McEntee and his management partner Gareth O’Neill have been striving to keep the Rangers players on their toes aware that the squad’s disrupted training pattern occasioned by the bad weather has not been helpful.
“There is no point in saying anything else — our preparations have been anything but smooth but then I’m sure the same will apply to Naomh Conaill,” says McEntee.
Ulster Council officials are keeping their fingers crossed that the game will go ahead but spokesman Oliver Galligan admits that they are facing a race against the clock.
“We hope to see the real extent of the thaw today and tomorrow,” says Galligan.
For Rangers young guns like David O’Callaghan, James Morgan, Stephen Finnegan, Kyle Carragher, Jamie Clarke and Aaron Cunningham the waiting has been particularly difficult.
They are chomping at the bit to participate in their first Ulster club final and Jamie Clarke (Crossmaglen Rangers and Armagh) management have been trying to curb their enthusiasm.
Naomh Conaill manager Cathal Corey makes it clear that the protracted build-up has been no picnic for his team either.

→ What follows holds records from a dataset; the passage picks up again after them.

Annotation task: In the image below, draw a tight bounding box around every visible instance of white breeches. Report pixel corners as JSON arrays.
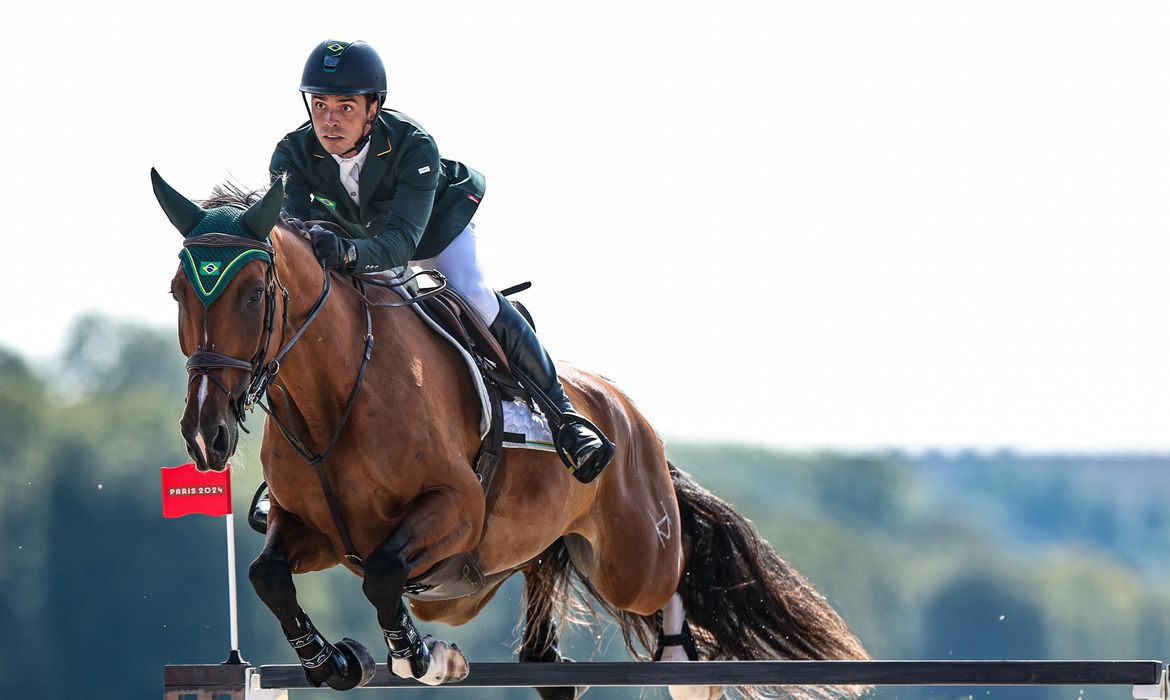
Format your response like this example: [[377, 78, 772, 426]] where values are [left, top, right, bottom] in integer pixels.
[[411, 222, 500, 324]]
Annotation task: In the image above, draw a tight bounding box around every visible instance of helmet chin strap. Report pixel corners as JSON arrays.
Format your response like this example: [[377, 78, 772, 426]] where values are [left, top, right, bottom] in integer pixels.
[[338, 119, 373, 158]]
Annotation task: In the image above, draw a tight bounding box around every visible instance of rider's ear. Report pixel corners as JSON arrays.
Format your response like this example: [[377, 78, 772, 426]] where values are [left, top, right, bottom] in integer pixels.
[[240, 178, 284, 241], [150, 167, 207, 238]]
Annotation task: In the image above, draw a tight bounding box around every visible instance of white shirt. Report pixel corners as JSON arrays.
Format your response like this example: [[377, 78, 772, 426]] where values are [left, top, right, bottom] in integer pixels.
[[330, 140, 370, 204]]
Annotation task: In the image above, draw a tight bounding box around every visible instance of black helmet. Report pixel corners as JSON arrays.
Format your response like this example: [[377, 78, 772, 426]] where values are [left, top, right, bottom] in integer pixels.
[[301, 39, 386, 101]]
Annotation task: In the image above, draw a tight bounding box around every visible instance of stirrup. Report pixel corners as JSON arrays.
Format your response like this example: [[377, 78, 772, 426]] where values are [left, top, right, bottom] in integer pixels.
[[553, 411, 614, 483]]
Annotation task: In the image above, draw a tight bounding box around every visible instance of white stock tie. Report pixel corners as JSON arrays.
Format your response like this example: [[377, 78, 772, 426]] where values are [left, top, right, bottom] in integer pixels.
[[340, 159, 360, 204]]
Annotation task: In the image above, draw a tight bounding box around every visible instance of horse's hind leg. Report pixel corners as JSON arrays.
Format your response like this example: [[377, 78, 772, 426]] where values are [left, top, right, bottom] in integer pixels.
[[248, 505, 374, 691], [362, 492, 468, 685]]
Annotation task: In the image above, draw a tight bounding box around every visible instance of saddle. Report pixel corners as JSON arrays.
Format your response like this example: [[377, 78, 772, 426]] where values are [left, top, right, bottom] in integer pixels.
[[355, 275, 535, 601]]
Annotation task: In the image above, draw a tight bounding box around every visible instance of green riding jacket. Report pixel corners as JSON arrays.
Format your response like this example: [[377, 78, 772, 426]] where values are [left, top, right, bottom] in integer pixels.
[[268, 110, 486, 272]]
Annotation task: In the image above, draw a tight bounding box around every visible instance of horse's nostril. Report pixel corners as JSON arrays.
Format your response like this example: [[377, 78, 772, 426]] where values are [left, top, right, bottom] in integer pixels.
[[212, 425, 227, 454]]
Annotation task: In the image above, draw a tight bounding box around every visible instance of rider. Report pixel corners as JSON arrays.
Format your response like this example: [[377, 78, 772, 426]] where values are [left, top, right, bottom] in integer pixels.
[[269, 40, 613, 483]]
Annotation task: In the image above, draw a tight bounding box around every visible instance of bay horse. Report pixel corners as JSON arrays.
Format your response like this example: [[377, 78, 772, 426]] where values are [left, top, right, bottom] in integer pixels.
[[151, 170, 867, 700]]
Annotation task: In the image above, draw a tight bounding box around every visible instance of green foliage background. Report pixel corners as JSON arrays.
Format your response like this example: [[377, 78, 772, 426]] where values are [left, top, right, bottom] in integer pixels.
[[0, 317, 1170, 699]]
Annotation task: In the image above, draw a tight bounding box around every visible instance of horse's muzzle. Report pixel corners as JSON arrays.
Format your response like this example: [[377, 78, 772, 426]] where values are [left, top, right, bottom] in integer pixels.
[[179, 380, 240, 472]]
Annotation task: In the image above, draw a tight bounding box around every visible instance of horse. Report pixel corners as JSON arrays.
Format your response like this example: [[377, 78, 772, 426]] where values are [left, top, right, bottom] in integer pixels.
[[151, 170, 867, 700]]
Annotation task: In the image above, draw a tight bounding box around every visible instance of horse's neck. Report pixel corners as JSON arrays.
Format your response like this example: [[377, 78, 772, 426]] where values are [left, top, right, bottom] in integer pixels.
[[273, 229, 436, 424]]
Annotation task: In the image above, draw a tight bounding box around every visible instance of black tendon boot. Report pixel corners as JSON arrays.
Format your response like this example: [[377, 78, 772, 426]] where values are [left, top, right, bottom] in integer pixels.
[[490, 294, 613, 483]]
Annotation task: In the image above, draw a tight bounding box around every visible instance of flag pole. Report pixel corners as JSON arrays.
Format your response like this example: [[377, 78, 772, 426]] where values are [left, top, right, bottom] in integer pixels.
[[223, 513, 247, 664], [223, 513, 246, 664]]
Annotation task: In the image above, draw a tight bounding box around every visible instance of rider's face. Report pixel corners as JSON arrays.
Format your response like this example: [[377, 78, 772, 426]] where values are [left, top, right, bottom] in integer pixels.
[[309, 95, 378, 156]]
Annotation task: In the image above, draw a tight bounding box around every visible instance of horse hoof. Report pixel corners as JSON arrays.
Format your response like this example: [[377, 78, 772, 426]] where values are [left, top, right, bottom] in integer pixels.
[[419, 634, 470, 686], [536, 651, 590, 700], [329, 637, 377, 691]]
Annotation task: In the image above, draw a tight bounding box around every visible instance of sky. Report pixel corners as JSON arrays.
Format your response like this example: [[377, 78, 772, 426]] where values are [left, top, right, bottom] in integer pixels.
[[0, 0, 1170, 452]]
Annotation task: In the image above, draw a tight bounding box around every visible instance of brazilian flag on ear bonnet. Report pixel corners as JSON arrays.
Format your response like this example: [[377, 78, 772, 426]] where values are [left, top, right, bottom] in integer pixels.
[[150, 167, 284, 306], [301, 39, 386, 98]]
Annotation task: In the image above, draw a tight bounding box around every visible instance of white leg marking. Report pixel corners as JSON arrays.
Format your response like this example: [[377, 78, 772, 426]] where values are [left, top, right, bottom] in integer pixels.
[[419, 634, 469, 686]]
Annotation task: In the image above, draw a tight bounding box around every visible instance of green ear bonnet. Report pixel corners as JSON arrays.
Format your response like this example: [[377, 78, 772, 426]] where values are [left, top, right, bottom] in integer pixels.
[[179, 236, 273, 307], [150, 169, 284, 307]]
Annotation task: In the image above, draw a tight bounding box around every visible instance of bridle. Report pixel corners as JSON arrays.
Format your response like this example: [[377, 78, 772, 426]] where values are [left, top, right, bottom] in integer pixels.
[[184, 228, 447, 567]]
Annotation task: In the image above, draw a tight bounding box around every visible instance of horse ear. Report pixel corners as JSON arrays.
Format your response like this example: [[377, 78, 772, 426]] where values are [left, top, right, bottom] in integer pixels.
[[240, 179, 284, 241], [150, 167, 207, 238]]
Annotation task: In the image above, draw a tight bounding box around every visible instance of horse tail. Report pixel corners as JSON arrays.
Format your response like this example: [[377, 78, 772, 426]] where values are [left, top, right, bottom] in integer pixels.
[[669, 464, 869, 695], [522, 464, 869, 698]]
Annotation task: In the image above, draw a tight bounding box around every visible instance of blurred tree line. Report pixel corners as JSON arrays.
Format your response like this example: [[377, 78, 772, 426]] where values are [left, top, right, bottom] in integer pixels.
[[0, 317, 1170, 699]]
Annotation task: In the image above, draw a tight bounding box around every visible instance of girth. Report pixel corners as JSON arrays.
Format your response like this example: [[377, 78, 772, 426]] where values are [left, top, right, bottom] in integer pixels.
[[404, 282, 528, 601]]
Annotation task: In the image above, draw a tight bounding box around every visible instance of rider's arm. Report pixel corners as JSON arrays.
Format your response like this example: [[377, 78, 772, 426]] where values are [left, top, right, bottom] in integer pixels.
[[353, 138, 441, 273], [268, 136, 312, 221]]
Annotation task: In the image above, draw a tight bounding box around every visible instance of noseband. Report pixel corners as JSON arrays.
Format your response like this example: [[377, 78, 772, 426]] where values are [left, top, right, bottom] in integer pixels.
[[183, 233, 294, 432], [183, 233, 447, 568]]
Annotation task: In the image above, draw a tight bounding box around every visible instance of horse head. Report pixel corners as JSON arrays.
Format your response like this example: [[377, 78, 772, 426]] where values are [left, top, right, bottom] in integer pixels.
[[151, 169, 284, 471]]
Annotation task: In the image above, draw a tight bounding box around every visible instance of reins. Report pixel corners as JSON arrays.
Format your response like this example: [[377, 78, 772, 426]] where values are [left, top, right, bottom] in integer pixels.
[[187, 229, 447, 569]]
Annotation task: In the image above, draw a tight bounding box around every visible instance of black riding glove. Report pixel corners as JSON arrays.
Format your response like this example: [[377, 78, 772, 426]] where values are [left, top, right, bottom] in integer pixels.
[[309, 226, 358, 269]]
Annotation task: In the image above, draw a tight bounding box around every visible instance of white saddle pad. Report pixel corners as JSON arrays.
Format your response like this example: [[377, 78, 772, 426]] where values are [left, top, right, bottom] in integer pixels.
[[395, 288, 557, 452]]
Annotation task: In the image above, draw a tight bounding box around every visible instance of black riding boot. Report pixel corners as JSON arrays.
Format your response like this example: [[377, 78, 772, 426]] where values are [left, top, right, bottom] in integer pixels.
[[490, 294, 613, 483]]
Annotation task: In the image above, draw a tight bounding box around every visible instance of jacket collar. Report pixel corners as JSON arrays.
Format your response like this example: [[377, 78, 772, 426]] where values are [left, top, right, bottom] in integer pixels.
[[355, 115, 394, 215]]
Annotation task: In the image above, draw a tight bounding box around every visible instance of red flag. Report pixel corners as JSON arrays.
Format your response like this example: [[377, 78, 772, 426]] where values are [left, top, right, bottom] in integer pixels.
[[163, 465, 232, 517]]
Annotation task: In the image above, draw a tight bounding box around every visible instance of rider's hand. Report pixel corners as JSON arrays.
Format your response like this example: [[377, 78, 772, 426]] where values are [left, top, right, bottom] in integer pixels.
[[309, 226, 357, 269]]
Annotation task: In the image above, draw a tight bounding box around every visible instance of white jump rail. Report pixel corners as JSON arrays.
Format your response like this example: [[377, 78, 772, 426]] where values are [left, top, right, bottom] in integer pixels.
[[164, 660, 1168, 700]]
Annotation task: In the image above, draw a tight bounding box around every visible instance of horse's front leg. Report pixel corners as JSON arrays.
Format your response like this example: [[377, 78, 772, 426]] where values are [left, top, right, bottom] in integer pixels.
[[362, 490, 472, 685], [248, 503, 374, 691]]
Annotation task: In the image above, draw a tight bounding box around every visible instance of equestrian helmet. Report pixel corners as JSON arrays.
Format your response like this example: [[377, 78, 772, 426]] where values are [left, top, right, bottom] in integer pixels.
[[301, 39, 386, 102]]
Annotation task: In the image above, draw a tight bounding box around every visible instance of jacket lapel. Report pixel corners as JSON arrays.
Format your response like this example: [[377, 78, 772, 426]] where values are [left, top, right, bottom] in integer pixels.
[[358, 118, 393, 219]]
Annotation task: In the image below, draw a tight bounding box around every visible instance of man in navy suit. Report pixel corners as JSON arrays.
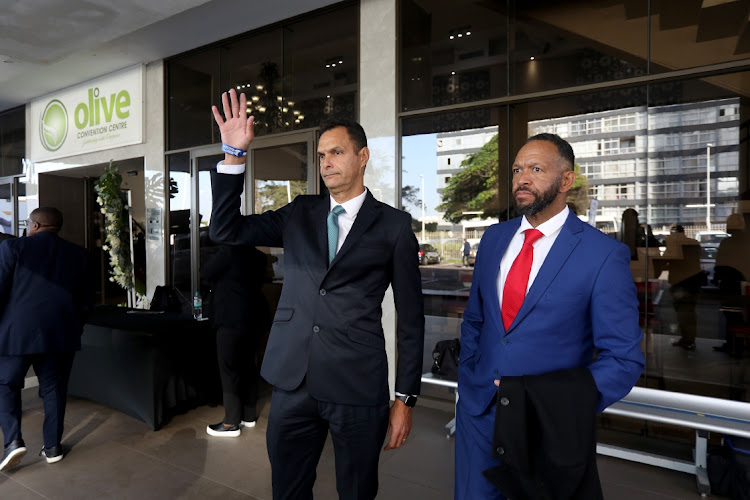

“To tell you the truth the boys were jumping through hoops when the game was initially arranged for the end of last month and keeping them focussed in the meantime has not been the easiest task in the world.
“We have not been able to do as much outdoor training as we would like although I would have to say that overall the boys have been showing a great attitude,” maintains Corey.
The Thompson brothers Leon and Anthony along with Dermot ‘Brick’ Molloy and Leo McLoone will underpin the Naomh Conaill challenge in a match that their manager describes as “the biggest in the life of this club.”
Indeed, the village of Glenties where the team is based was set to be deserted on the last Sunday of November had the match initially gone ahead as scheduled but Kildress man Corey remains optimistic that the fans will still get behind his men despite the recent postponements.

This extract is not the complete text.